JP 2004-29306 A Japanese Patent No. 4006215

  An object of the present invention is to provide a developer replenishing device and an image forming apparatus capable of solving the above-described conventional problems and replenishing a developer in which toner and a carrier are mixed with accuracy through a sub hopper.

  To achieve the above object, the present invention provides a replaceable developer container for storing a two-component developer composed of toner and a carrier, and a developer transport means for transporting the developer stored in the developer container. A developer replenishing device comprising: a sub hopper for temporarily storing the developer conveyed through the developer conveying means; and a developer replenishing means for replenishing the developer stored in the sub hopper to the developing device. Proposing a developer replenishing device that calculates the weight ratio of carrier to toner in the sub hopper and adjusts the operating time of the developer replenishing means according to the calculated weight ratio of carrier to toner in the sub hopper To do.

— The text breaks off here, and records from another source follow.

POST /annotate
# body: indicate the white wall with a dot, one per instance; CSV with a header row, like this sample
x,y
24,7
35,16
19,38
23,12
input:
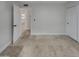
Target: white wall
x,y
49,18
5,24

In the present invention, it is advantageous that the weight ratio of the carrier to the toner in the sub hopper is calculated based on the remaining amount of the developer in the developer container.
Further, the present invention is an apparatus in which the developer conveying means conveys using a pressure difference by a pump, and the developer replenishing means replenishes by rotation of a spiral member, and the developer conveying means and the It is advantageous to calculate the weight ratio of the carrier to the toner in the sub hopper from the difference in operating time for a certain amount of toner with the developer replenishing means.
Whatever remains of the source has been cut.